6.49For various reasons none of the other available remedies has proved adequate to deal with these actions. The demonstrators outside the judges’ homes have not been prosecuted.542 Solicitors-General have also been reluctant in recent years to bring contempt proceedings. Matters touching on this ground of contempt are referred to Crown Law regularly, but few result in action. The threshold for contempt is very high and the credibility of the attack is central to whether a contempt action on this ground could ever be successful. If extreme and vitriolic language is used, people are less likely to regard it as credible, making it difficult to demonstrate a real risk to the administration of justice.
6.50As noted above at [6.3], a balanced approach is also required because of the right to freedom of expression. Fair and honest criticism of judgments and courts is legitimate and needed in a democratic society.543
6.51The recent press activity in England following the first judicial decision that Brexit could not be triggered without a vote by Parliament illustrates how the balance has shifted towards freedom of expression following the abolition of the contempt of scandalising. As a result of this judicial decision, three newspapers published photos of the three judges involved, with headings such as “enemies of the people” and “the judges versus the people” and, within the articles, making allegations that the judiciary was biased: “infested with Europhiles”, as well as making attacks on each of the judges on a personal level. There were calls for the Lord Chancellor to defend the judges. The Lord Chancellor, however, in essence made it clear that while the rule of law is important so too is freedom of the press and she was not prepared to criticise the newspapers because they had not broken the law. This did not quiet criticism however, and Sir Geoffrey Palmer QC subsequently wrote:544

It took an embarrassingly long time for the Lord Chancellor to issue a statement defending the Judges and upholding the basic constitutional principle of English law, the independence of the judiciary.

6.52In 2013, as we have noted earlier, England abolished the common law contempt of scandalising so, while some of the coverage was quite distasteful and misleading, there could be no suggestion that the newspapers were breaking the law in this respect.

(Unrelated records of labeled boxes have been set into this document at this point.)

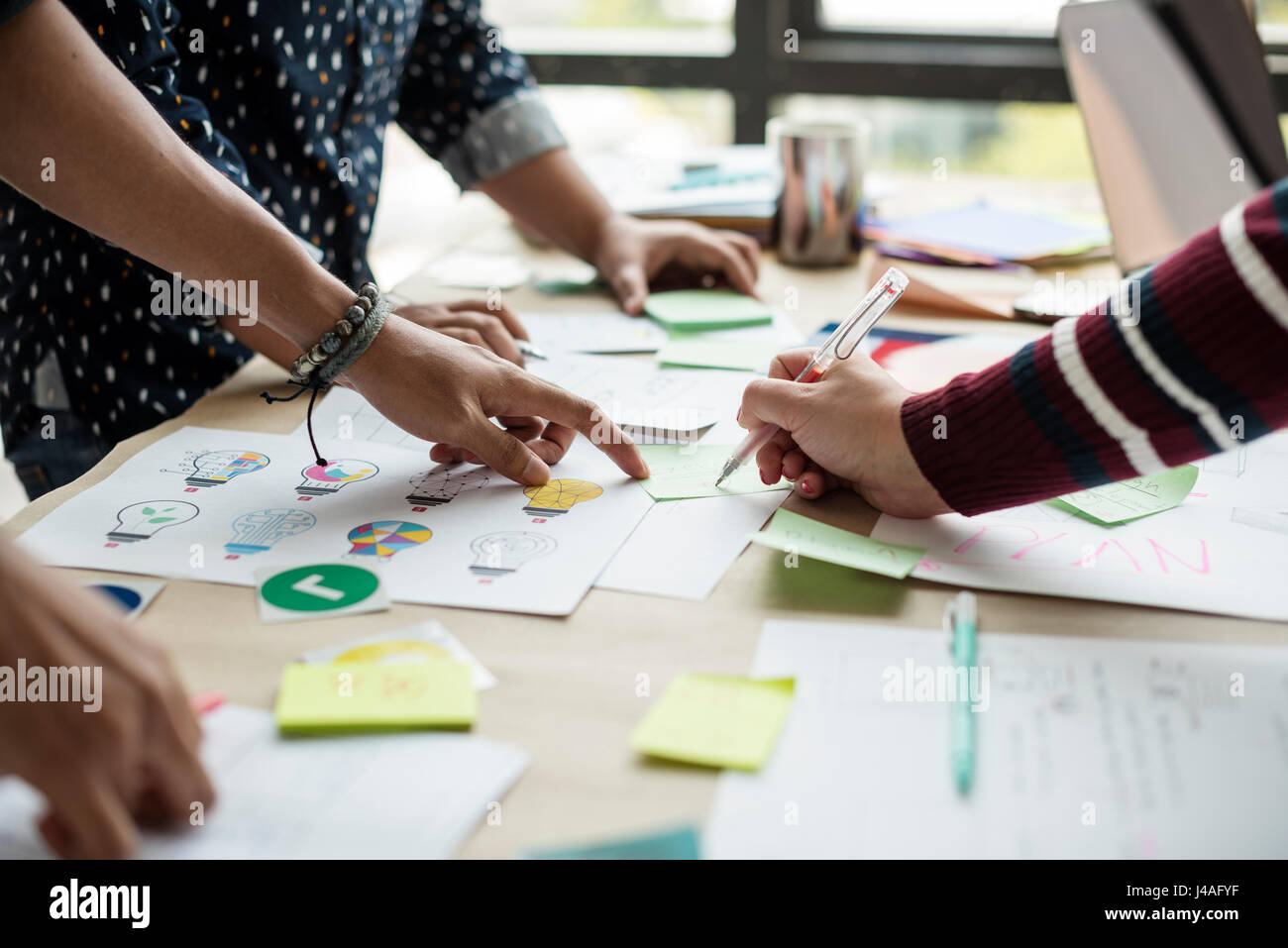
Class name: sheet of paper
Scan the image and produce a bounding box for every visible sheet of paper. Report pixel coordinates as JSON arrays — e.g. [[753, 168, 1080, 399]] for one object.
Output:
[[422, 250, 532, 290], [595, 490, 787, 601], [872, 434, 1288, 621], [703, 623, 1288, 859], [85, 579, 164, 619], [523, 313, 667, 353], [528, 356, 759, 441], [751, 510, 926, 579], [657, 334, 782, 373], [640, 445, 793, 500], [631, 674, 794, 771], [300, 623, 496, 691], [274, 662, 478, 734], [528, 825, 702, 859], [20, 428, 653, 622], [644, 290, 774, 331], [296, 355, 759, 452], [0, 704, 528, 859], [1060, 464, 1199, 523]]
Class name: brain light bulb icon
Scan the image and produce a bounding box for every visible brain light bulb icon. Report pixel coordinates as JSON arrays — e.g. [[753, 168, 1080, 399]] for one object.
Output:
[[224, 507, 318, 559], [471, 531, 559, 576], [407, 464, 488, 513], [295, 458, 380, 500], [183, 451, 268, 493], [523, 477, 604, 523], [107, 500, 201, 546]]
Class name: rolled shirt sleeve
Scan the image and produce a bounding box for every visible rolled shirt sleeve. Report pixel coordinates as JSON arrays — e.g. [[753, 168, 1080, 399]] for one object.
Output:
[[398, 0, 567, 189]]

537Oath and Declarations Act 1957, s 18. See also above at [3.42].
538Eady and Smith, above n 497, at [5-207].
539Cheer, above n 465, at 558.
540Siemer v Ferrier Hodgson, above n 492, at [32].
541At [31].
542Possibly because of the decisions in Brooker v Police [2007] NZSC 30, [2007] 3 NZLR 91 and Morse v Police [2011] NZSC 45, [2012] 2 NZLR 1.
543Solicitor-General v Radio Avon Ltd, above n 458, at 231; Gallagher v Durack, above n 458, at 243. See also [6.3]–[6.4]; and Cheer, above n 465, at [16.1].
544Geoffrey Palmer “Do the British understand their own unwritten Constitution?” [2017] NZLJ 27 at 27.